Torna Spettacoli di Mistero, la rassegna che celebra le tradizioni più occulte del Veneto. Tra le novità, il tema comune per tutti gli eventi: fil rouge di questa edizione sarà l’acqua.

In Veneto, da sempre, la fantasia popolare ha dato forma a storie fantastiche, scaturite dalla fantasia popolare e tramandate di generazione in generazione. Un vero e proprio patrimonio culturale che trova la giusta valorizzazione grazie a Spettacoli di Mistero, kermesse dedicata ai luoghi leggendari e misteriosi della regione che, come da tradizione, prenderà il via nel weekend di Ognissanti per proseguire durante tutto il mese di novembre.
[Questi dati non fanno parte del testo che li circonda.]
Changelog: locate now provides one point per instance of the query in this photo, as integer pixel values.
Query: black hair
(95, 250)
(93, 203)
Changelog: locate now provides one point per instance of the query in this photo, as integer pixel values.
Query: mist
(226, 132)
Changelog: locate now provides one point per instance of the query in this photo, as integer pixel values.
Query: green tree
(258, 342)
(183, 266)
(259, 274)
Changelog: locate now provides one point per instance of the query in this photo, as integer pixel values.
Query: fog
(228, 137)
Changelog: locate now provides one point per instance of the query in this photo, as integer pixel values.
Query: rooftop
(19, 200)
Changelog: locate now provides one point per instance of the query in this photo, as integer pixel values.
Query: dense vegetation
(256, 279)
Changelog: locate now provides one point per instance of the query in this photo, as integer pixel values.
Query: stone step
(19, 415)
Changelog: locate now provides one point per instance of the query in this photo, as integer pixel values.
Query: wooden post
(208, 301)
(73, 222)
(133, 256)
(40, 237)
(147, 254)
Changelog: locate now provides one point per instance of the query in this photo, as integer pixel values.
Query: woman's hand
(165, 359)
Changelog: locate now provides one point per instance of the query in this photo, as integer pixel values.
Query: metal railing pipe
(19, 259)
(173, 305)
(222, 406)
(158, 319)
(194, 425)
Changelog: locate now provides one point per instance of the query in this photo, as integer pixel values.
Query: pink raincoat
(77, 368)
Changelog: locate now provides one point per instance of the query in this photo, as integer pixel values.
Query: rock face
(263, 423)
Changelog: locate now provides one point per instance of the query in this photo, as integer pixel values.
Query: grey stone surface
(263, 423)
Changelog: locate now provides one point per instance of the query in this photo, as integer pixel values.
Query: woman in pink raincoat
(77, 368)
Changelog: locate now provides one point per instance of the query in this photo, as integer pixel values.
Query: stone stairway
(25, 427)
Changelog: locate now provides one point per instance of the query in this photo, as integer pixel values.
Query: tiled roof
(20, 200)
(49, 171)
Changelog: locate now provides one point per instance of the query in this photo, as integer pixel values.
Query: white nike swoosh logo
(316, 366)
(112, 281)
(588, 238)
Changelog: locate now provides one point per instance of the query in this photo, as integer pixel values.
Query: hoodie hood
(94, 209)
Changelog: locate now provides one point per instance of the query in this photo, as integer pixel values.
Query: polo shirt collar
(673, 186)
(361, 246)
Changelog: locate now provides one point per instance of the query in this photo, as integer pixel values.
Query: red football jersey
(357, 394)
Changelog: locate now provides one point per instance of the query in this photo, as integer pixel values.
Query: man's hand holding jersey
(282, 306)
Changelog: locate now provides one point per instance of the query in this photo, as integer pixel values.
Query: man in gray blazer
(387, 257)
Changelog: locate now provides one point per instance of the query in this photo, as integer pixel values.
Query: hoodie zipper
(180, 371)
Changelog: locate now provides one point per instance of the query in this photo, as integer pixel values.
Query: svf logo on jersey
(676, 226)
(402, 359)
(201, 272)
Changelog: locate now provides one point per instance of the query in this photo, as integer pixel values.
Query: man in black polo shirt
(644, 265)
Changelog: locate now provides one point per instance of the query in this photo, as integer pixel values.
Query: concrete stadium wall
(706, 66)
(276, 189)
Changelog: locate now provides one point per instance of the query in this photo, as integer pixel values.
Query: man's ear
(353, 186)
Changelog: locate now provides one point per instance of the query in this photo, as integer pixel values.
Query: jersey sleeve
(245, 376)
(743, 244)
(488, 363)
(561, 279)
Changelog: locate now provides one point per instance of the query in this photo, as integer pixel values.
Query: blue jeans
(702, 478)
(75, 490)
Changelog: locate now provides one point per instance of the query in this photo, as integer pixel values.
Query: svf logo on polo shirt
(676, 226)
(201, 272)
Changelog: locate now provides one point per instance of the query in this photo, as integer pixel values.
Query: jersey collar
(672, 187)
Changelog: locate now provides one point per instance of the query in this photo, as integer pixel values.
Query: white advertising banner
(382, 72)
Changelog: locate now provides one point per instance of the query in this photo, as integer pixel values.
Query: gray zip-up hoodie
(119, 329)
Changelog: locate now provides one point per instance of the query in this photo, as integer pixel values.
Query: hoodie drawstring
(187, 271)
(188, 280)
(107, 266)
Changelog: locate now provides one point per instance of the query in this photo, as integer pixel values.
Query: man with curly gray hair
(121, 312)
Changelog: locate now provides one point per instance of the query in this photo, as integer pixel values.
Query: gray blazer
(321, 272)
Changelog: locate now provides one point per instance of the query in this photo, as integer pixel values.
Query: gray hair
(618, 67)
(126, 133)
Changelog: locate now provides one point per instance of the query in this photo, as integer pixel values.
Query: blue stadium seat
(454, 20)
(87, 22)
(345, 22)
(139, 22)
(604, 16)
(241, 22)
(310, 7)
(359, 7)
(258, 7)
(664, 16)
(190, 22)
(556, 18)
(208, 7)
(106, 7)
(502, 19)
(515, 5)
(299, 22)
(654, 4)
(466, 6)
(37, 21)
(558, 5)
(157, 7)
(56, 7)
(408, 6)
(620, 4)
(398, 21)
L’iniziativa, promossa da Regione del Veneto, si traduce concretamente grazie alle Pro Loco aderenti a Unpli Veneto, che danno vita a storie di streghe e demoni, folletti dispettosi, fate generose, antichi tiranni e mille fantasmi pronti a essere evocati per raccontare i segreti più nascosti.

Spettacoli di Mistero riesce a rinnovarsi di anno in anno: la novità di questa 14^ edizione sarà, infatti, un tema comune al quale dovranno ricondursi tutti gli eventi inseriti in calendario che, per il 2022, sarà rappresentato dall’acqua.

“Il Festival, giunto alla sua 14 edizione – evidenzia Cristiano Corazzari, assessore alla cultura della Regione del Veneto – rappresenta sempre un’occasione per far conoscere un patrimonio immenso che fa parte a pieno titolo dell’identità culturale della gente veneta, oltre a essere una opportunità di incontro, di ospitalità e di turismo.

Una proposta che si connota come tra le più originali del panorama culturale regionale, presentando anche il pregio di contribuire a far conoscere luoghi e percorsi a volte sconosciuti ma pur sempre bellissimi.

“Veneto: Spettacoli di Mistero – prosegue Corazzari – è un festival ricco, ben progettato e organizzato, per il quale ringrazio UNPLI-Unione delle Pro Loco del Veneto, il Direttore artistico Alberto Toso Fei e tutte le persone che vi lavorano a vario titolo, compresi tutti i volontari e le strutture regionali che collaborano all’iniziativa. La scelta del tema e filo conduttore di questa edizione, “l’acqua”, sono certo ci condurrà alla scoperta di luoghi e storie che valorizzeranno ancor di più lo stretto legame tra il Veneto e le tradizioni che mettono in risalto questa ricchezza unica e speciale”.

“La scelta di un festival costruito intorno ad un tema comune – sottolinea Alberto Toso Fei, direttore artistico della rassegna – nasce dall’esigenza di approfondire ulteriormente la ricerca sul legame tra la nostra cultura regionale e il senso dell’occulto.

Abbiamo voluto partire dall’acqua, l’elemento naturale che tutte le culture del mondo hanno sempre accostato al tempo, alla vita e alla morte, all’eterna giovinezza, al peccato e alla purificazione. E, come dimostrerà la rassegna, all’acqua sono legate infinite storie, a dimostrazione di come anche questo elemento sia parte fondante della nostra identità”.

Un legame davvero profondo, quello che i veneti hanno con l’acqua, come dimostrano le tante storie e i personaggi misteriosi che con questo elemento hanno attinenza: dalle creature fantastiche che nell’immaginario collettivo dimorano in fiumi, laghi, lagune e mari – come le anguane e i mostri marini – alle leggende e ai fatti storici collegati a questo elemento, partendo da fonti e fontane inserite in tante leggende, passando per la rugiada e la pioggia, fino ad arrivare all’Acqua Santa e alle storie di santi e di avvenimenti religiosi.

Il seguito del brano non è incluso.